IGEM:IMPERIAL/2007/Projects/Experimental Design/Improve Methodology/Results3
In Vitro Testing
To determine if GFP can express and fold correctly in vitro and with 30ul paraffin oil.
The testing was carried out Tested 12-09-2007
Rate of Expression
This data shows us that GFP can express and fold in vitro with paraffin oil. In addition it shows us that when cell extract is not protected from evaporation the expression of GFP is limited. The negative control shows almost constant level and the positive control increases up to the same level as our samples but does not maintain the steady state.
The steady state of fluorescence is around 20000 and is reached around 2 hours. However about an hour later the steady state is lost and the fluorescence decreases dramatically
Here is a link to the Raw Data
Rate of Evaporation
Measured 17hours after reaction was started
|Well||Well Contents||Paraffin Oil(ul)||Initial Volume(ul)||Final Volume||Loss by Evaporation(ul)|
|D5||60 ul Cell Extract + DNA||30||90||20||70|
|D7||60 ul Cell Extract + DNA||30||90||25||65|
|E6||60 ul Cell Extract + DNA||30||90||25||65|
|E9||60 ul Cell Extract + DNA||NA||60||0||60|
All that was left at the end of the reaction was oil.
Rate of Expression
If we compare these results to previous results for pTet-GFP in vitro at 37 °C then we notice several interesting differences:
- The positive control behaves strangely, not reaching high levels and also it does not maintain steady state.

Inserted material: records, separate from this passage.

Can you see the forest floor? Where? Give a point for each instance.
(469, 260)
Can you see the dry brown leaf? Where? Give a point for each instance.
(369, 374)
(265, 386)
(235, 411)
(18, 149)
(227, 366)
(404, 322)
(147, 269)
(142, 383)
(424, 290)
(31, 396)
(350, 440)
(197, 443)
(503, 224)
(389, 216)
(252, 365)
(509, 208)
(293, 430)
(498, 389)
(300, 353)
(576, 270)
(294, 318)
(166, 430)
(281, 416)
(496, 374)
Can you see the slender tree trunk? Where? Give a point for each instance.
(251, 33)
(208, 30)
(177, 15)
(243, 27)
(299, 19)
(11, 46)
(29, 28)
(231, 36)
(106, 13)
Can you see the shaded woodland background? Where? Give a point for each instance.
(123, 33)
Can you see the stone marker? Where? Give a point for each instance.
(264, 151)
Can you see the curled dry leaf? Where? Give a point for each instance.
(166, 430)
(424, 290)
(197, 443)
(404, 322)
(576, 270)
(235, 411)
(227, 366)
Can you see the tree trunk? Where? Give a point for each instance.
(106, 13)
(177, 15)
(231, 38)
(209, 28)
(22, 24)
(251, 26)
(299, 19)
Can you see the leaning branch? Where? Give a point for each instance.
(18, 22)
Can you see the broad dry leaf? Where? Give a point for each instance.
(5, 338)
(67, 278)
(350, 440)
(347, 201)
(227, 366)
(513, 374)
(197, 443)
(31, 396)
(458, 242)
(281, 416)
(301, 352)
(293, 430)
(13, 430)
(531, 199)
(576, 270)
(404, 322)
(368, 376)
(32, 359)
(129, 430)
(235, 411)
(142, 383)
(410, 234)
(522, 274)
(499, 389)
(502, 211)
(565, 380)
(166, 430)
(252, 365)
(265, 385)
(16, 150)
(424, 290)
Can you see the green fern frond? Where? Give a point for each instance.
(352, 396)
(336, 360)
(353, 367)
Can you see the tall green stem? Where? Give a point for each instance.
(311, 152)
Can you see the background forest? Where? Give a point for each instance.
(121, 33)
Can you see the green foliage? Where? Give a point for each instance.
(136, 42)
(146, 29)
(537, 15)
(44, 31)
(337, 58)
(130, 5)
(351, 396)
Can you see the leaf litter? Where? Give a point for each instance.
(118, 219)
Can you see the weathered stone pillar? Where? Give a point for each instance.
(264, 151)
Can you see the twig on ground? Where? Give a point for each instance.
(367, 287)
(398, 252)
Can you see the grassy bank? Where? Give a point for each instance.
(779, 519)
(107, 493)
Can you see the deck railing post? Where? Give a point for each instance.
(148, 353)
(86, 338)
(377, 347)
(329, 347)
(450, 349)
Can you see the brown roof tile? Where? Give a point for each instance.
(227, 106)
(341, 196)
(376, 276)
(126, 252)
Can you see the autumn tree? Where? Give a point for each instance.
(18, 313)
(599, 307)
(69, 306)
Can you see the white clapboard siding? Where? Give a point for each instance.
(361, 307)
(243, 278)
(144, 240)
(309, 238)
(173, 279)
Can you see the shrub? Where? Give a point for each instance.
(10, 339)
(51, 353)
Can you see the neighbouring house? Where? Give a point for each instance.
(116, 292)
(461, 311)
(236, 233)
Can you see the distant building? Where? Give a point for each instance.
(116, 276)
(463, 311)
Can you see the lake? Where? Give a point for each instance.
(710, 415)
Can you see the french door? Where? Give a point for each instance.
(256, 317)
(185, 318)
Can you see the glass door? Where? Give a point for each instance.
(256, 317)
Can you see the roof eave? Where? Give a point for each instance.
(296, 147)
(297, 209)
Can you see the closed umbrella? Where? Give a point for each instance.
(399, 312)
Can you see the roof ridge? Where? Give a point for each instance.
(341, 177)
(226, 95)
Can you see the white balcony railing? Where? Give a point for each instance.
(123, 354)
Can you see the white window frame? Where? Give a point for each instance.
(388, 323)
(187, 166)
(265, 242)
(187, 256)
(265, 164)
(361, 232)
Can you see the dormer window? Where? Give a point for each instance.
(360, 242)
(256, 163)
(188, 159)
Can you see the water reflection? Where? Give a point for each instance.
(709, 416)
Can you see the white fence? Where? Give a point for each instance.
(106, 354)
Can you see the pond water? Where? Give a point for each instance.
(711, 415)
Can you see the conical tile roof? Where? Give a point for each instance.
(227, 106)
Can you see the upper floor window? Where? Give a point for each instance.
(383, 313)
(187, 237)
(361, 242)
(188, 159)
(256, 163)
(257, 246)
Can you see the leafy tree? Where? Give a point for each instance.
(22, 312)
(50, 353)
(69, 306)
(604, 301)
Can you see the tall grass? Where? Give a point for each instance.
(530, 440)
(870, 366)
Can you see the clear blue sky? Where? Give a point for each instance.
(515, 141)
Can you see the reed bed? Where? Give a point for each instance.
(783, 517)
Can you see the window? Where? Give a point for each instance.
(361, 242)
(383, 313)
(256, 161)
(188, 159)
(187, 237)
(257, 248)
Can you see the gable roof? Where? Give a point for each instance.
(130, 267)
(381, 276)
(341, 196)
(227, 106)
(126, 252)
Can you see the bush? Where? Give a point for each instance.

- The total fluorescence is dramatically reduced in this expreriment compared to earlier ones
- The decay of the steady state appears to be much quicker
Some of the variables between the data previously collected and this set of data are as follows:
- Different batches of cell extract and DNA were used
- For the positive control this exp. no lid was placed on top, allowing increased exporation compared to previous data
- The sampling time was kept at 30 minutes, whereas before it varied from 10 to 30 minutes.
1. Positive Control
Ideally we would compare our positive controls to previous results and see if it reproduces what we have previously seen. However, because the positive control had no lid then we are not able to compare because of the additional evaporation that can affect the fluorescence output. What is interesting is that the positive control initially has the same rate of GFP production as the 37°C for the first 30mins. After this our experiment decreases in rate until it suddenly starts to stop around 60mins. The reason for this could be
- The difference in DNA or Cell extract batches used which must not only limit total fluorescence output and also the length of expression
- The evaporation from the well that must decrease the total fluorescence and limit the total length of expression
2.Total GFP Output
Because we cannot directly compare back to previous data it is difficult to identify why the results are this way, the two causes that seem most likely are:
- The difference in cell extract batch and DNA prep used have a dramatic affect on the expression of GFP
- The available oxygen is limited by the parafin oil and so limits the number of GFP molecules that have correctly folded chromophores and so expression is unlikely to be affected but the fraction of GFP molecules that we can visualise is limited
We need to test to see which of these is correct. Several tests that we can consider are:
- To test this we need to first test the DNA concentration and then test the cell extract. If it is possible to reach higher levels of expression with greater concentrations of DNA this needs to be investigated.
- To investigate the rate of evaporation
Rate of Evaporation
Following a 17 hour period we measured the volume of the cell extract under mineral oil. The results show that there was significant evaporation for the experiments. When we compare these results to those of the test with water we see very different results, where we saw very little evaporation. There are several reasons for the difference:
- The first exp. with water and oil, the plate was left in the incubator for the duration without moving it, whereas this sample was moved every 30minutes. Although we tried to minimise movement, we may have dirupted the oil layer.
- That the cell extract is denser than the oil and so the oil does not form an efficient layer
- The problems of measuring out oil which were resolved in the second exp, may have made the first exp unreliable.
- Sampling the plate may have cause evaporation that the first exp. with water could not have stopped
To try to resolve these problems we could conduct the following experiments:
- Repeat the evaporation exp with water, however make several key changes. Sample to water to expose it to similar conditions to those of our exp. and also measure out the oil more accuratly. In addition test a greater range of oil volumes
- Test the density of the mineral oil and paraffin oil against the cell extract - we can use home made cell extract to test this.